Fröjel Church (Fröjels kyrka) is a medieval church in Fröjel on the Swedish island of Gotland. Fröjel Church may have been built to serve not only as a church, but also as a fortification. Stylistically, it is a mix of Romanesque and Gothic architecture, and contains murals from the early 14th century. It is associated with the Diocese of Visby of the Church of Sweden.

==History and architecture==
The church was probably built not only as a house of worship but also as a place of refuge in times of danger or conflict. The location on a high point not far from the sea is fortress-like, and close to the church lies the ruins of a defensive tower, dating from the Middle Ages. The church was built close to a pre-Christian maze or Troy Town indicating an ancient site.

The church was constructed of limestone. The oldest part of the church itself, the nave, dates from the late 12th century. The tower is somewhat later, while the large choir is from circa 1300, and in Gothic style rather than the Romanesque of the rest of the church. The intention was probably that the whole church should be rebuilt in Gothic style but for some reason only the choir was rebuilt.

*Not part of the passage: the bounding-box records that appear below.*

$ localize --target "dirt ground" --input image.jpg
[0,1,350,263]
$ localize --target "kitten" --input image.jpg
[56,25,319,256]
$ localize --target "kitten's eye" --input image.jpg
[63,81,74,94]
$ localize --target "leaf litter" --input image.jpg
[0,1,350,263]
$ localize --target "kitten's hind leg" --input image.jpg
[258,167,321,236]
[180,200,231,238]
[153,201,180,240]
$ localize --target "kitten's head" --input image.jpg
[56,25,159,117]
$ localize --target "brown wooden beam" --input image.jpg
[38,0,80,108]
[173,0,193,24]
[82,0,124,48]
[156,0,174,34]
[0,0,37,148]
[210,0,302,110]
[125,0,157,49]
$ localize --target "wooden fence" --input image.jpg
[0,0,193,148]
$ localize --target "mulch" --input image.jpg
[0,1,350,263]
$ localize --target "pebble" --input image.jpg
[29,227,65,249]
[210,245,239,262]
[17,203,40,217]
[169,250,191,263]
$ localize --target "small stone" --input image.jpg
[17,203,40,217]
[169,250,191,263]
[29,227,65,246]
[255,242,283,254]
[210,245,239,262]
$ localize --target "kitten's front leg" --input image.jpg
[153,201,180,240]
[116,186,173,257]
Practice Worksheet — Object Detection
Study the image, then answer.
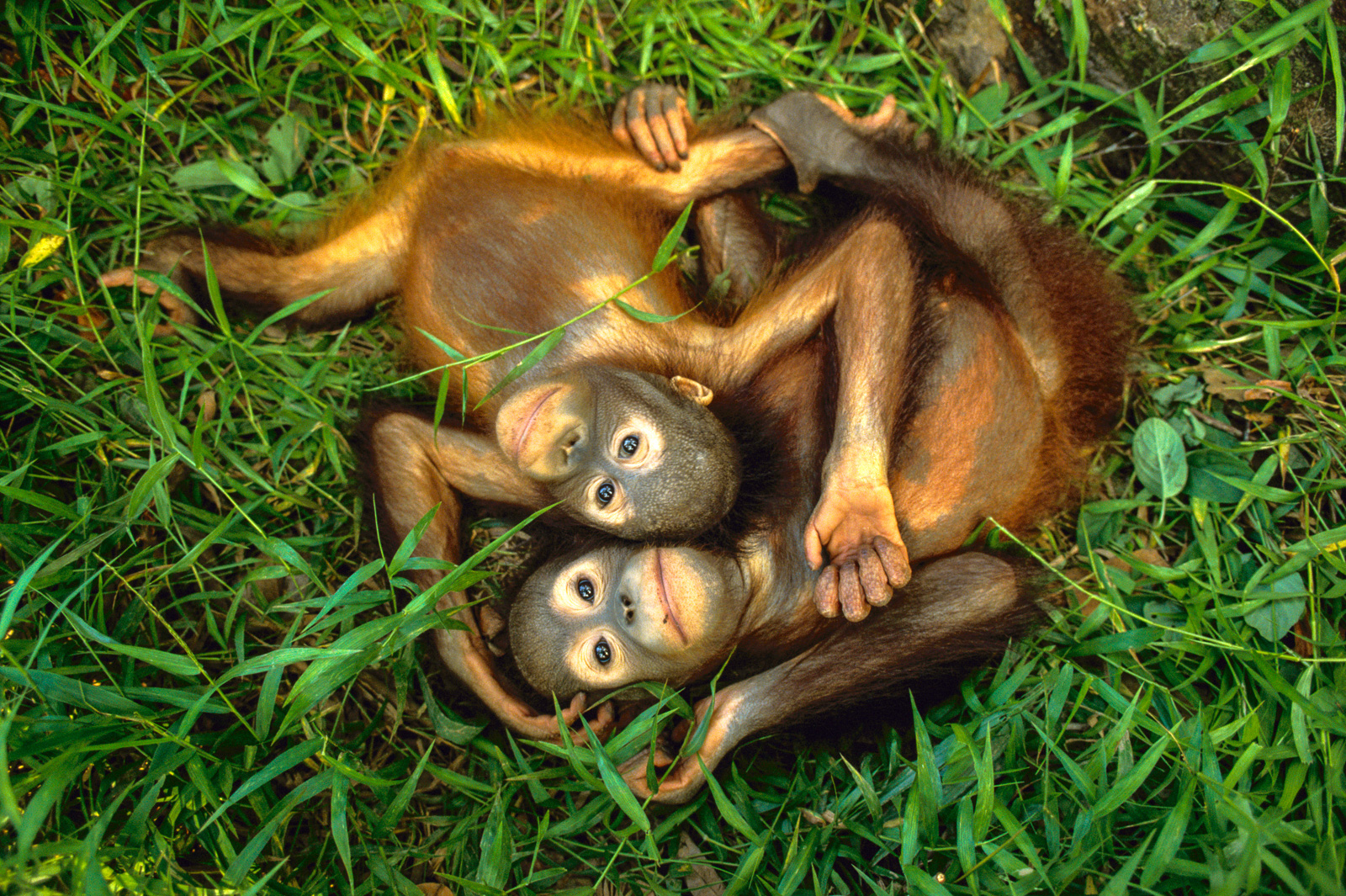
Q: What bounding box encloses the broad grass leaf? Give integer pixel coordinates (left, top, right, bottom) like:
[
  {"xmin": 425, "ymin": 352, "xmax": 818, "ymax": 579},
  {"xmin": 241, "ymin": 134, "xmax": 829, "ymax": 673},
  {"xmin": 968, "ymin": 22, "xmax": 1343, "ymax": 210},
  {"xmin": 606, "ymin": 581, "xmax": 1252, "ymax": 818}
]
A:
[
  {"xmin": 1184, "ymin": 449, "xmax": 1253, "ymax": 505},
  {"xmin": 331, "ymin": 771, "xmax": 355, "ymax": 892},
  {"xmin": 700, "ymin": 756, "xmax": 762, "ymax": 845},
  {"xmin": 1243, "ymin": 572, "xmax": 1304, "ymax": 640},
  {"xmin": 65, "ymin": 609, "xmax": 200, "ymax": 678},
  {"xmin": 1099, "ymin": 179, "xmax": 1159, "ymax": 229},
  {"xmin": 168, "ymin": 159, "xmax": 242, "ymax": 189},
  {"xmin": 1131, "ymin": 417, "xmax": 1187, "ymax": 499},
  {"xmin": 197, "ymin": 737, "xmax": 323, "ymax": 831},
  {"xmin": 580, "ymin": 716, "xmax": 650, "ymax": 834},
  {"xmin": 225, "ymin": 768, "xmax": 335, "ymax": 885},
  {"xmin": 650, "ymin": 202, "xmax": 692, "ymax": 273},
  {"xmin": 0, "ymin": 667, "xmax": 150, "ymax": 716},
  {"xmin": 476, "ymin": 797, "xmax": 514, "ymax": 889}
]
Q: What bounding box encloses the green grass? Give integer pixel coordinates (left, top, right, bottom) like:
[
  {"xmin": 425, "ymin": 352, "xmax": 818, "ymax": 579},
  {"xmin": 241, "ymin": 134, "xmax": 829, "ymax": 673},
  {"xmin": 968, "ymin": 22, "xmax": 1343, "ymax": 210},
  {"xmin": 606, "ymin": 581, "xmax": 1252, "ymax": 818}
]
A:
[{"xmin": 0, "ymin": 0, "xmax": 1346, "ymax": 896}]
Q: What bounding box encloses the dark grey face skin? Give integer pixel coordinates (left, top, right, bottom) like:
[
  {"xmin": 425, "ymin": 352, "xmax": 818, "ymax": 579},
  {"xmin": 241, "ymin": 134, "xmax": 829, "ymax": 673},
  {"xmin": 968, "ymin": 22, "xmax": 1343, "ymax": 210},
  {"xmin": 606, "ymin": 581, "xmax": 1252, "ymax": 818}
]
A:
[
  {"xmin": 510, "ymin": 543, "xmax": 749, "ymax": 698},
  {"xmin": 496, "ymin": 366, "xmax": 740, "ymax": 538}
]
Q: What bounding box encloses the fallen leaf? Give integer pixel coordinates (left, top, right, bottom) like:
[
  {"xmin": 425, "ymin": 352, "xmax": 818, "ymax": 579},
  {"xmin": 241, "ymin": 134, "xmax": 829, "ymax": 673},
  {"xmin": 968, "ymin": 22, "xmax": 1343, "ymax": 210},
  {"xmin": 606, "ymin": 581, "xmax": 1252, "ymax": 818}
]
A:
[
  {"xmin": 677, "ymin": 831, "xmax": 724, "ymax": 896},
  {"xmin": 416, "ymin": 883, "xmax": 453, "ymax": 896}
]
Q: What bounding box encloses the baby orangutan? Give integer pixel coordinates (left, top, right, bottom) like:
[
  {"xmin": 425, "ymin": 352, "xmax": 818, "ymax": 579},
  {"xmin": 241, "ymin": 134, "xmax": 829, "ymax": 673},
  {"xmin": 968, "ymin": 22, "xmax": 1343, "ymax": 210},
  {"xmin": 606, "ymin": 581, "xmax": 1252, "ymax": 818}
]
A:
[{"xmin": 510, "ymin": 94, "xmax": 1131, "ymax": 802}]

The interior of the church displays several medieval murals, depicting dragons, deer, lions and griffins, as well as an angel and a bishop. The murals date from the early 14th century. The base of the baptismal font is made by the master sculptor Byzantios, while the upper part of the font is from the 14th century. There is also a large medieval triumphal cross in Fröjel church. Later additions to the inventory include the altarpiece and the pulpit, both from the 17th century.

It is associated with the Diocese of Visby of the Church of Sweden.